Unik, di Kota Ini Mati Adalah Tindakan Ilegal

Nurdian Pratiwi

Reporter

Jumat, 27 Mei 2022  /  1:06 pm

Di kota Longyearbyen, Norwegia, ada aturan yang cukup aneh yakni penduduknya dilarang mati. Foto: Repro viva.co.id

LONGYEARBYEN, TELISIK.ID - Kematian merupakan hal yang tak bisa diatur oleh manusia. Karena pada dasarnya ajal tak bisa diketahui oleh semua orang kapan ia akan tiba, sebab semua itu adalah rahasia Tuhan.

Lantas bagaimana jika ada sebuah kota yang melarang penduduknya untuk meninggal dunia? Bahkan menjadikan hal tersebut sebagai aturan dalam undang-undang?

Mengutip dari kompas.com, sebuah undang-undang unik, lucu sekaligus aneh digulirkan di suatu tempat di Norwegia. Di daerah itu ada ketetapan bahwa siapapun yang meninggal dunia dianggap melanggar hukum.

Longyearbyen, sebuah daerah terpencil di kepulauan Svalbard dengan populasi 2.000 penduduk, membuat aturan yang melarang kematian seseorang.

Artinya, penduduk yang sakit parah harus dibawa sejauh ratusan kilometer ke arah selatan saat hari-hari terakhir dalam hidup mereka.

Tubuh yang tidak membusuk karena dinginnya temperatur udara menjadi alasan di balik ilegalnya kematian manusia di wilayah tersebut.

Aturan itu muncul ketika flu Spanyol yang meresahkan warga ditemukan berasal dari mayat yang dikubur pada satu abad lalu.
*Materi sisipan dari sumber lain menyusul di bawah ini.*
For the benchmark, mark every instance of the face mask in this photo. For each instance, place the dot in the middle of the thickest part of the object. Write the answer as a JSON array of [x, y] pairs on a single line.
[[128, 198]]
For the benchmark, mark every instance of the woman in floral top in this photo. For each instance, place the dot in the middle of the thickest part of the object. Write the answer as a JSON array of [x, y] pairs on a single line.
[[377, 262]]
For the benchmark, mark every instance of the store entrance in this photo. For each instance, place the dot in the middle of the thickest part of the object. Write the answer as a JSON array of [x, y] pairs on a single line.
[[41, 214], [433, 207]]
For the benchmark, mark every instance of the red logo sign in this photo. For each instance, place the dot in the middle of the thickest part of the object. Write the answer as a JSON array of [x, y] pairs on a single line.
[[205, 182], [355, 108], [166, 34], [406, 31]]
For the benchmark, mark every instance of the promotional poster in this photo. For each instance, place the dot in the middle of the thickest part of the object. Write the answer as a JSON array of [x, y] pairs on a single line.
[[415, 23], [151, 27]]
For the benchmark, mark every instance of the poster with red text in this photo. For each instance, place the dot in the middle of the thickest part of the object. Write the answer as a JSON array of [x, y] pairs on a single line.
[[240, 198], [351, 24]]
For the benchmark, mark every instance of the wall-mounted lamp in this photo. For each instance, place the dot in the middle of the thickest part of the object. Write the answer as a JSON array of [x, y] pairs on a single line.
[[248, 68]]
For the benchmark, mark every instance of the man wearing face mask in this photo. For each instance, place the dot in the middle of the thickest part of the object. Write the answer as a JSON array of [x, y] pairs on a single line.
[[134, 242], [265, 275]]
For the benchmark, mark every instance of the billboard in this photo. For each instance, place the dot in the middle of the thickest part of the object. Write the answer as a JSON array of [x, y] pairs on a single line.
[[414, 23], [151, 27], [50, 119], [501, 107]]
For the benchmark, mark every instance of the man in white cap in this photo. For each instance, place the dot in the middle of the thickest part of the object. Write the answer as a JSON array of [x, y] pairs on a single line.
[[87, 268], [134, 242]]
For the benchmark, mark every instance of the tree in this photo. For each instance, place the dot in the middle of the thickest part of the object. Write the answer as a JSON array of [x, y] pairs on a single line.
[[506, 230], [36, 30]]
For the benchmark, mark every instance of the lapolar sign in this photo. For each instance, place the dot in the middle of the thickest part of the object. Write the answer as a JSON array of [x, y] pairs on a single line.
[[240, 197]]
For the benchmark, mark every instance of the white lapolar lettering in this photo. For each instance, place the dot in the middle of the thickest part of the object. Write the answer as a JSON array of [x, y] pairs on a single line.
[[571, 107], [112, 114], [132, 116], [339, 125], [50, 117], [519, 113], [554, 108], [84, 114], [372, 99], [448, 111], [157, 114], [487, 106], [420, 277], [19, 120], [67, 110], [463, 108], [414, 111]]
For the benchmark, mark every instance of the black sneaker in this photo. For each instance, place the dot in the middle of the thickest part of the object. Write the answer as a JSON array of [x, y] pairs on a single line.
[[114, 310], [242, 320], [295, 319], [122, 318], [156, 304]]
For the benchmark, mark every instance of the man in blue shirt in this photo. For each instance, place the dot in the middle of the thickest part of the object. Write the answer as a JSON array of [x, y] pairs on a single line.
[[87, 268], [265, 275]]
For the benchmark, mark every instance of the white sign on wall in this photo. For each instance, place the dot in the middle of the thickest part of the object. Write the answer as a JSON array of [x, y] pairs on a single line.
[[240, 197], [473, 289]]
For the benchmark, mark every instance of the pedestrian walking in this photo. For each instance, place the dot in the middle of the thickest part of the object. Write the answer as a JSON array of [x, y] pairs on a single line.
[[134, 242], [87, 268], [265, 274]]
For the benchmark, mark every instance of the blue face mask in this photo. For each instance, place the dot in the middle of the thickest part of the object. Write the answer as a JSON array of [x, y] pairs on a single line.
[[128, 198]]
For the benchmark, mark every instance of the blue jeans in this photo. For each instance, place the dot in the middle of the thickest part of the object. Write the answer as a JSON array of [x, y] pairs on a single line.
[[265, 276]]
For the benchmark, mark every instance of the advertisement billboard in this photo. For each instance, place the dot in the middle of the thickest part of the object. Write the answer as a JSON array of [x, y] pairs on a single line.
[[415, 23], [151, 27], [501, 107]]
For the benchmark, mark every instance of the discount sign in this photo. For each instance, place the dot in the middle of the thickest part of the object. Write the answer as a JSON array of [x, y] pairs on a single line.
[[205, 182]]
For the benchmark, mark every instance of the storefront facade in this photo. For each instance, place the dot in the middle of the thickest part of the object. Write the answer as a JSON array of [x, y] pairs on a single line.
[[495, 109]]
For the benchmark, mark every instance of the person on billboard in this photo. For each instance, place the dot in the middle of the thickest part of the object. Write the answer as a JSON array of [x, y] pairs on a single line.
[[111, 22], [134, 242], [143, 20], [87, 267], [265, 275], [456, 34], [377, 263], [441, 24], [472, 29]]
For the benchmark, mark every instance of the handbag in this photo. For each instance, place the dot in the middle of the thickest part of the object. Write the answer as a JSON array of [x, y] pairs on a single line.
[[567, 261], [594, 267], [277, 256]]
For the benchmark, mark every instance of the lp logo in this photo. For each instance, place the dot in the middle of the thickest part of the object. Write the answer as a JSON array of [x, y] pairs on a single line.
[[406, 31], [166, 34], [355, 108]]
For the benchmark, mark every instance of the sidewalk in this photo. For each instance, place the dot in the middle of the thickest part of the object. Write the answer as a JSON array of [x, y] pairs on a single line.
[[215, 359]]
Baca Juga: Satu-satunya di Dunia, Inilah Negara Tanpa Nyamuk

Pada Agustus 1998, tepat 80 tahun setelah pandemi flu Spanyol menyapu dunia, Kirsty Duncan dari Universitas Windsor memimpin tim ilmuwan ke wilayah tersebut.

Mereka memeriksa jaringan dari jenazah seseorang yang meninggal kemudian menemukan tubuh mayat yang masih terdapat virus influenza sejak kematiannya.

Jan Christian Meyer dari Universitas Ilmu Pengetahuan dan Teknologi Norwegia mengatakan, tanah yang membeku tidak akan membusukkan jenazah yang dikubur dan malah mendorongnya ke permukaan.

"Jika Anda meninggal di sana, Anda pasti tidak akan dimakamkan di sana," katanya.

Menurutnya, penduduk masih bisa mengajukan permohonan kremasi untuk tetap dikubur di dalam tanah, di wilayah tersebut. Namun, hal itu membutuhkan persetujuan negara.

Sementara itu, rupanya di negara lain juga memiliki kota dengan aturan yang serupa dengan negara Norwegia.

1. Itsukushima, Jepang

Melansir kumparan.com, banyak masyarakat Jepang yang masih menganut ajaran Shintoisme. Itsukushima adalah salah satu kota di Jepang dengan penganut ajaran Shinto terbanyak.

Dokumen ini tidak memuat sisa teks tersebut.